The applicant, a police constable based at Mzilikazi police station in Bulawayo, was manning a roadblock on Old Victoria Falls Road on 10 December 2015 at around 0900 hours. When officers from Police Internal Investigations arrived to conduct a routine audit, the applicant allegedly ran away into a drainage trench, threw $20 in bank notes into the drainage, and became belligerent and violent when ordered to retrieve the money and when officers attempted to arrest him. The money had not been declared in the group's books as required by police procedures. Following a trial before a single officer on 4 January 2016, the applicant was convicted of contravening paragraph 35 of the Schedule to the Police Act (acting in an unbecoming or disorderly manner prejudicial to good order or discipline or reasonably likely to bring discredit to the police force) and sentenced to 14 days detention. The Commissioner General dismissed the appeal against conviction but reduced the sentence to 10 days detention on 19 December 2016, finding that the trial officer had not given reasons for sentence. The applicant then brought review proceedings.
The application for review was dismissed with costs.
The binding legal principles established are: (1) The time period for bringing review proceedings under Rule 259 of the High Court Rules begins to run from the date when domestic remedies are exhausted, not from the date of the initial decision being challenged. (2) Litigants must exhaust available domestic remedies before approaching the High Court for review, unless there are good reasons for not doing so. (3) Paragraph 35 of the Schedule to the Police Act contains several disjunctive offences separated by the word "or" - a member can be convicted for acting in an unbecoming manner OR in a disorderly manner OR in a manner prejudicial to good order or discipline OR in a manner reasonably likely to bring discredit to the police force. Proof of any one element is sufficient. (4) Where a police officer's conduct is objectively unbecoming and occurs in public (such as at a roadblock in broad daylight on a busy public road), the principle of res ipsa loquitur applies and there is no need to lead evidence from members of the public that they witnessed the conduct or that it brought discredit to the force. (5) A failure to give reasons for sentence at first instance, while irregular, can be cured on appeal if the appeal authority gives full reasons and exercises the sentencing discretion afresh in accordance with proper principles.

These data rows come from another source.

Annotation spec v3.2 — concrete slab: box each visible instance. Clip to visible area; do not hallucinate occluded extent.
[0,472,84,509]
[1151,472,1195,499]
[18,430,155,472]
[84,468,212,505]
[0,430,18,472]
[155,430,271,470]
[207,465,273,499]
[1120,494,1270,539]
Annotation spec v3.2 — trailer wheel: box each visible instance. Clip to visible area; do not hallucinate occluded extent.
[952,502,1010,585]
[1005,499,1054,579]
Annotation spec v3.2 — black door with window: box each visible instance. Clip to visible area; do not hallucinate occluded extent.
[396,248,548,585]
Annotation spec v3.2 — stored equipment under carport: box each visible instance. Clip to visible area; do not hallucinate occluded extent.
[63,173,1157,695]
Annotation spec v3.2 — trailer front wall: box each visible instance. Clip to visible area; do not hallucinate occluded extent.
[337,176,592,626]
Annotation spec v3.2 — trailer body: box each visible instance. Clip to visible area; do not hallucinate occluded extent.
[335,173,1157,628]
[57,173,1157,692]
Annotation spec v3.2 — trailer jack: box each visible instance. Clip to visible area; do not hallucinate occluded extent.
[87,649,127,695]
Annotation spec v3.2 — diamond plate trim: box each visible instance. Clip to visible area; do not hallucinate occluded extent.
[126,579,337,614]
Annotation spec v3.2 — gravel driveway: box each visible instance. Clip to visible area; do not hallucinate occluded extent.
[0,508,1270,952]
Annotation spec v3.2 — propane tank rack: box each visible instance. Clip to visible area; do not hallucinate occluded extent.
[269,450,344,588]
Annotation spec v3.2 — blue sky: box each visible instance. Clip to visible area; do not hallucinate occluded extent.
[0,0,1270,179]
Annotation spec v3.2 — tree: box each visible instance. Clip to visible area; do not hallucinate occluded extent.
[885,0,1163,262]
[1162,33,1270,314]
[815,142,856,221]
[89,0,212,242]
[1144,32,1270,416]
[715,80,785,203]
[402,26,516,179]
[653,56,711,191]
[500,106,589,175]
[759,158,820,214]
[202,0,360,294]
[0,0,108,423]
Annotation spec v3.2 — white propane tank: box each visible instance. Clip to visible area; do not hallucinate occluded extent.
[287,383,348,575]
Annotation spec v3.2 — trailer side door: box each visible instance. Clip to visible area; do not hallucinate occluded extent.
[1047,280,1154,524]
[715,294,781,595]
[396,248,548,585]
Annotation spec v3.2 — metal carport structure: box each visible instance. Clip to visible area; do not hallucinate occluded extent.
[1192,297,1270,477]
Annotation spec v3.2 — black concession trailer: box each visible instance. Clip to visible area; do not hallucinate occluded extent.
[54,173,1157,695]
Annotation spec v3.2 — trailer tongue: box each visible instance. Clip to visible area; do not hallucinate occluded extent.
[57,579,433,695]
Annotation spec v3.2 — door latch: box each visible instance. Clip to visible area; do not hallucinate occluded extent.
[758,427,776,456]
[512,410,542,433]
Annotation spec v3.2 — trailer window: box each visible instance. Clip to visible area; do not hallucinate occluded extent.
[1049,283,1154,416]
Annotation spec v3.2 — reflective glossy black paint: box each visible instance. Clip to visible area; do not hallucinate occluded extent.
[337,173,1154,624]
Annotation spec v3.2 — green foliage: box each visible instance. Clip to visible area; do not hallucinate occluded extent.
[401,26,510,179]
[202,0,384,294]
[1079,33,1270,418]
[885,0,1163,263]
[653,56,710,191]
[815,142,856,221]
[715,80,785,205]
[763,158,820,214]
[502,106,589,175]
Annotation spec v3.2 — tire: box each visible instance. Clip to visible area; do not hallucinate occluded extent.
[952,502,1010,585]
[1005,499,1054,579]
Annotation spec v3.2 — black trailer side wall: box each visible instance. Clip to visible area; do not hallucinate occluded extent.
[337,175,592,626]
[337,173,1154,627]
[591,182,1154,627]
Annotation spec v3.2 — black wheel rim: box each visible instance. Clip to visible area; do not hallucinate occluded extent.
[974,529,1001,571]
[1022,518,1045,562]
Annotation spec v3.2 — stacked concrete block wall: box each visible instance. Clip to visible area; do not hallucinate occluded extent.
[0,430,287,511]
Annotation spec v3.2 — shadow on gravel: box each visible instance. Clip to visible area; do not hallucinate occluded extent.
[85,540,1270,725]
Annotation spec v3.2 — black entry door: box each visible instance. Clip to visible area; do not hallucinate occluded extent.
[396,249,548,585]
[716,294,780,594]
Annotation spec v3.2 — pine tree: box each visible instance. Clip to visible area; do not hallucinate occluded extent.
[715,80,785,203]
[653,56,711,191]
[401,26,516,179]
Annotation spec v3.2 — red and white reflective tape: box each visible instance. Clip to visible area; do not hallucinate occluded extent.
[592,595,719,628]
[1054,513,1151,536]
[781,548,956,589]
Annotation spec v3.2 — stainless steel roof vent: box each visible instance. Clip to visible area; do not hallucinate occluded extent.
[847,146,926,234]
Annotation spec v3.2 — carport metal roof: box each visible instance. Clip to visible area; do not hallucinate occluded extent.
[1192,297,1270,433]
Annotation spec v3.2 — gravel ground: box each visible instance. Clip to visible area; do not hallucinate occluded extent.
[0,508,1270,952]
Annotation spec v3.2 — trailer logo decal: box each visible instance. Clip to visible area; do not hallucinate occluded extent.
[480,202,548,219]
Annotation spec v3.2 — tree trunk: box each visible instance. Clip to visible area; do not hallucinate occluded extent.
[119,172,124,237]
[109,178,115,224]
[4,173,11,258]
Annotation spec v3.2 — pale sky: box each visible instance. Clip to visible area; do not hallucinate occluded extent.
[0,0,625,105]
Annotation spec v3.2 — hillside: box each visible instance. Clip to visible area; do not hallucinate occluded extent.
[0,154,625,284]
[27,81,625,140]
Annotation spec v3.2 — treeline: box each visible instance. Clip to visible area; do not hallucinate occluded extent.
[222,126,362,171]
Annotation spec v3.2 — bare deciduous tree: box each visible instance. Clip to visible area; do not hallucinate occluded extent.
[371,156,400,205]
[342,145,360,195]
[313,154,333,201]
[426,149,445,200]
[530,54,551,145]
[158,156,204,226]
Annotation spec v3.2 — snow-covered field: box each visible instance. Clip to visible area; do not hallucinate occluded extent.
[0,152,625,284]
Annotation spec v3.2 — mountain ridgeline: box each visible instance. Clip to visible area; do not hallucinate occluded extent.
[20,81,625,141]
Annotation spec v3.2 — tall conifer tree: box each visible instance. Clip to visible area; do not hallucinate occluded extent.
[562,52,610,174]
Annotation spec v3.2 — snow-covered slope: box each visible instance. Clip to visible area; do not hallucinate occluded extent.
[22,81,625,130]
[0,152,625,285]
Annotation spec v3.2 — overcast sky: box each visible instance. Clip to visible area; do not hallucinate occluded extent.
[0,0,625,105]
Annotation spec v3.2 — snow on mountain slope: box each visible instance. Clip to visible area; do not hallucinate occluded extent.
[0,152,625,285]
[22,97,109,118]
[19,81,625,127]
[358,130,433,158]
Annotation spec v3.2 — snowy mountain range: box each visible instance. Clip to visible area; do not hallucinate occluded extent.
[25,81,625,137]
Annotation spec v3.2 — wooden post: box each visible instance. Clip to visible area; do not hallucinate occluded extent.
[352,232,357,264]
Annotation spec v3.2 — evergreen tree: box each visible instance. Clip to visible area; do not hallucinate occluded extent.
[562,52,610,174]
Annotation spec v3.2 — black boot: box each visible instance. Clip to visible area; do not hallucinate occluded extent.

Mathonsi J made several important obiter observations: (1) He emphasized that an application stands or falls on its founding affidavit, citing Mobil Oil Zimbabwe v Travel Forum (Pvt) Ltd 1990 (1) ZLR 67 (H). (2) He noted that attempts to amend pleadings at the eleventh hour, particularly after a matter has been set down for hearing and without moving for leave to amend, are improper and prejudicial to the opposing party who has already filed opposition. (3) He observed that the Police Service is colloquially referred to as "the disciplined or uniformed force" for good reason, stating that "discipline is administered strictly and the conduct of its members is strictly regulated. The enforcement of discipline is the corner stone of Police Service and can never be compromised. If it were compromised there would be dire consequences to national security." (4) He noted that police conduct is regulated 24 hours a day. (5) Regarding corruption, he stated that "corruption of any form is viewed by the courts with abhorrence, particularly when resorted to by police officers whose duty it is to uphold the law and by their conduct set an example of impeccable honesty and integrity" (quoting S v Ngara 1987 (1) ZLR 91 (SC)). (6) He observed that a sentencer cannot close his or her eyes to the realities of society and cannot ignore obvious facts because an unrepentant offender expects lenient treatment. (7) He stated emphatically: "We cannot have police officers behaving like rogue elements running into sewer drains or even running behind shrubs being chased by internal investigations officers to hide incriminating evidence. It brings the entire edifice to the ground."
This case is significant in Zimbabwean administrative and police disciplinary law for several reasons: (1) it clarifies that the time period for bringing review proceedings only begins to run after domestic remedies (such as internal appeals) have been exhausted; (2) it confirms the principle that litigants must exhaust available domestic remedies before approaching the High Court on review; (3) it provides important guidance on the interpretation of paragraph 35 of the Schedule to the Police Act, clarifying that it contains several disjunctive offences and that proof of any one element is sufficient for conviction; (4) it establishes that in cases of obviously unbecoming conduct by police officers in public, there is no need to lead evidence from members of the public that they found the conduct offensive or that it brought discredit to the force - the principle of res ipsa loquitur applies; (5) it confirms that an irregularity at trial (such as failure to give reasons for sentence) can be cured on appeal if the appeal authority gives proper reasons and exercises the sentencing discretion afresh; and (6) it emphasizes the importance of discipline in the police force and the need to maintain public confidence in law enforcement.